Taraflar arasında uyuşmazlık bulunan hususların; davalı bankanın 26/08/2020 tarihinde davacının hesabından 65.000 USD’nin yurt dışına transfer edilmesinde kusurunun ve sorumluluğunun olup olmadığı, davacının bu bedelin tahsili için icra takibinin davalının itirazının haklı olup olmadığı, itirazın iptali ile icra inkar tazminatına hükmedilip hükmedilmeyeceğinden ibaret olduğu görülmüştür.
DELİLLER;
Davacı vekili tarafından dava dilekçesi ekinde dava konusu; sözde talimat mailleri, EFT dökümü, karakol şikayet tutanakları Mahkeme dosyasına sunulmuştur.
…. İcra Müdürlüğüne müzekkere yazılarak… Esas sayılı icra dosyası aslı celp edilmiştir.
BDDK’ya müzekkere yazılarak davaya konu şikayet dosyası celp edilmiştir.
… … Şubesine müzekkere yazılarak davacının 2020 yılının 8.ayına ait EFT kayıtları celp edilmiştir.
… A.Ş’ye müzekkere yazılarak dava konusu müfettiş teftiş raporu ve davacı ile olan bankacılık işlemleri sözleşmelerinin ve yazılı talimatların onaylı sureti celp edilmiştir.
29/06/2021 tarihli duruşmada davacı tanıklarının dinlenilmesine karar verilmiş olup;
Davacı tanığı … beyanında; “Ben davacı şirkette 9 yıldır muhasebe elemanı olarak çalışmaktayım.

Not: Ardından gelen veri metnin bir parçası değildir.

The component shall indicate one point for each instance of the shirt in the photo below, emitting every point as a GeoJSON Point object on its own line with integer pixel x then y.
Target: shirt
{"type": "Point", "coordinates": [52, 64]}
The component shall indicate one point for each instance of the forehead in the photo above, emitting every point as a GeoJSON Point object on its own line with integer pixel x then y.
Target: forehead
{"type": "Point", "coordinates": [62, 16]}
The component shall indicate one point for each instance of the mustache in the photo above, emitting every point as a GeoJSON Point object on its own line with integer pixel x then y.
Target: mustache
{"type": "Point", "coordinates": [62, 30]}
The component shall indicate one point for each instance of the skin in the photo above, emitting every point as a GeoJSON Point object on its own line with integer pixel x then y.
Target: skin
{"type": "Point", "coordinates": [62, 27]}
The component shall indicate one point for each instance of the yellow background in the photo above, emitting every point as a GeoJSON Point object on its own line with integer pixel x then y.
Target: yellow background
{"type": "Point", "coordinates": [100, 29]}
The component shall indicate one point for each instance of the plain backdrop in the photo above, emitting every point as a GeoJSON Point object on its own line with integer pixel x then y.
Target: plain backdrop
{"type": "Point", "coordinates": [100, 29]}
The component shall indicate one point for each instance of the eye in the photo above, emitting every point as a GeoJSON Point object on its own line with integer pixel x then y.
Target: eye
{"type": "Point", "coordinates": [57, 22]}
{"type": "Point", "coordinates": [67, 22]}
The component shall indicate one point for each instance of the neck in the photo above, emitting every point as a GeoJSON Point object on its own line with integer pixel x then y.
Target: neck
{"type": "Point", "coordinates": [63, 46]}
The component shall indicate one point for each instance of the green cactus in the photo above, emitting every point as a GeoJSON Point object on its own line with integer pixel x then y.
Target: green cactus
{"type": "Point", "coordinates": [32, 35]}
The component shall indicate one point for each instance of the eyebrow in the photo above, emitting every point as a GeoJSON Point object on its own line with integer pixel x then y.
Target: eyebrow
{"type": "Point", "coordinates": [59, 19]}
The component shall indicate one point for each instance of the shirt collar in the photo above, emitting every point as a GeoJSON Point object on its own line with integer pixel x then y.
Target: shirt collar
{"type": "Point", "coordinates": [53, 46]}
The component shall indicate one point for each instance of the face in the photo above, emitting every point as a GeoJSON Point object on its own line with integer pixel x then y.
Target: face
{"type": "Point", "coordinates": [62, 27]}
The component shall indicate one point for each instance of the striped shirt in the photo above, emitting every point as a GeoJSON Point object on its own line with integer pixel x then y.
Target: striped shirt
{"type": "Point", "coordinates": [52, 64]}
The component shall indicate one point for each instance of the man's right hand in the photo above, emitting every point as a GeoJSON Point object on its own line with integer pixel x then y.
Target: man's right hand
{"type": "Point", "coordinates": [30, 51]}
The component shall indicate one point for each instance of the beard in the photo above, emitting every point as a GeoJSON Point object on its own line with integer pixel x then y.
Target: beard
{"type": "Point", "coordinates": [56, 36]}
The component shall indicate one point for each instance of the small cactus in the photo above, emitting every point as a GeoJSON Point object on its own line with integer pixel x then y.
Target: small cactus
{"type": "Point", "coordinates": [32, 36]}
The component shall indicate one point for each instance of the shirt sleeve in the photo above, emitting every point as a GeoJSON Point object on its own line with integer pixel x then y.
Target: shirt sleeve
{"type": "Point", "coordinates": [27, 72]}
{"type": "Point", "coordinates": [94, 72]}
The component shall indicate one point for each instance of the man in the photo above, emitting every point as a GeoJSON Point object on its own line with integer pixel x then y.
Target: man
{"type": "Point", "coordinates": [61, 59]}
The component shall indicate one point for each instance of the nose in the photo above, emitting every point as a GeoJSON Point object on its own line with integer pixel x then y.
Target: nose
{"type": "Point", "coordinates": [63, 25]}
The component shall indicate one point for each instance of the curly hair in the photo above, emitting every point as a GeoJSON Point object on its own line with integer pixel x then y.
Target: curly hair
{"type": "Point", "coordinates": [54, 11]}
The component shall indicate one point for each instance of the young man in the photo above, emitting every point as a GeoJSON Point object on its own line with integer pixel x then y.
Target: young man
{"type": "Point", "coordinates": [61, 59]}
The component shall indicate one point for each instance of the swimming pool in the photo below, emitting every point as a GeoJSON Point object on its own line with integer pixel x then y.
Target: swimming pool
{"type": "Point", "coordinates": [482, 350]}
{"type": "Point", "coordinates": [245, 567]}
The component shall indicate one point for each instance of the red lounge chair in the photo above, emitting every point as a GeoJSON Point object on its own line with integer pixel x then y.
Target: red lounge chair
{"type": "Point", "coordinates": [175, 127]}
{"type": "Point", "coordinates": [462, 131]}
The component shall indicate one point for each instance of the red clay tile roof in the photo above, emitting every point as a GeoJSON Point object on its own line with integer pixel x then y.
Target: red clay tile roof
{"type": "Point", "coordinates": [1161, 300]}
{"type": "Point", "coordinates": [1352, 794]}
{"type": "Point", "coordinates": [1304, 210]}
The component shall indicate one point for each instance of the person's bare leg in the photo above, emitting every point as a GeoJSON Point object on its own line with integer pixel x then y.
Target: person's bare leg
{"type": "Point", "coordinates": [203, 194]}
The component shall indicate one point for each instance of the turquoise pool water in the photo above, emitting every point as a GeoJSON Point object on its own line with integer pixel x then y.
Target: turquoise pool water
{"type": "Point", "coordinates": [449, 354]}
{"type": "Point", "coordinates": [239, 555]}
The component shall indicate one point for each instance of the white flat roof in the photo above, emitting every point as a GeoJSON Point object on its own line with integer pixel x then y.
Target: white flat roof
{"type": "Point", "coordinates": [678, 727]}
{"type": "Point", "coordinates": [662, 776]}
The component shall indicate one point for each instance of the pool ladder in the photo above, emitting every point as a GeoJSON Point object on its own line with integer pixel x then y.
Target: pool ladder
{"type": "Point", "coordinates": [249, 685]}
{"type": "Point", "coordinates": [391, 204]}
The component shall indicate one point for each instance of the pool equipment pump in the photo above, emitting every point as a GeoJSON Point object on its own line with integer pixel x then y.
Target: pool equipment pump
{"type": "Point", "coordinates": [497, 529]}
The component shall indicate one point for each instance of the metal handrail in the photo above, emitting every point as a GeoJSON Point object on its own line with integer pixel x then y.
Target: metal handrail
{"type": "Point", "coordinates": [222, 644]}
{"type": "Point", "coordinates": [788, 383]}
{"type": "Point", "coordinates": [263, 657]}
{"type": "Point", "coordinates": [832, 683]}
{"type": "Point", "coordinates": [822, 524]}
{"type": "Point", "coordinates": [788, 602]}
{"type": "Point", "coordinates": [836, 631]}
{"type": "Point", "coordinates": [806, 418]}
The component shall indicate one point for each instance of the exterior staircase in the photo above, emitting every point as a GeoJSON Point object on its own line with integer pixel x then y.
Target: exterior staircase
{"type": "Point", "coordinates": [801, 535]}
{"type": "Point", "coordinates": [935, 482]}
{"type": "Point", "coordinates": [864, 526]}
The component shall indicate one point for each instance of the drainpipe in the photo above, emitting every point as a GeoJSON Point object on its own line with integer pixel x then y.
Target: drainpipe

Normalde bankaya havale işlemlerine ilişkin mailleri ben gönderiyorum. Islak imzalı talimat olmadan banka işlem yapamaz. Dava konusu havale işleminin yapıldığı saat aralığında ben ve diğer tanık … bankadaydık. Davalı banka mailleşme olduğunu söylüyor ancak davacı şirkette bu mail trafiğini ben sağlamaktayım. Yani benim bankada olduğum saatte gerçekleşen bir mailleşme vardır. Bana bankada bu havale işlemine dair bir şey sorulmadı. Doğru olup olmadığına dair benden teyit alınmadı. Bana bu konuda hiçbir bilgi vermediler. Ben bu transfer olayından benim kendi telefonuma mesaj gelmesi sonucu haberdar oldum. Normalde havaleye ilişkin mesajlar benim kendi telefonuma gelmiyor. Mesajı görür görmez böyle bir işlem yapmadığımız için hemen bankanın müşteri temsilcisi … Bey’i aradım. İşlemin bize ait olmadığını söyledim. … Bey bana talimatın iptali için talepte bulunmamı söyledi. Ben evrakı hazırlayıp şirket sahibi …’e imzalamaya götürdüm. Para transferine ilişkin mesaj …’ede gelmiş. Evrakı imzalattıktan sonra hemen bankaya mail gönderdim ve evrakı bankaya götürdüm. Bankaya gelen mailin benim hesabıma gönderilmesini istedim. Temsilci benim adresime maili gönderdi. Hatta bu yüzden şube müdürü temsilciye neden gönderdin diye kızdı. Muhasebe departmanında benim dışımda … de çalışmaktadır. Ancak bankayla yazışmaları sadece ben yapıyordum. ” şeklinde beyanda bulunmuştur.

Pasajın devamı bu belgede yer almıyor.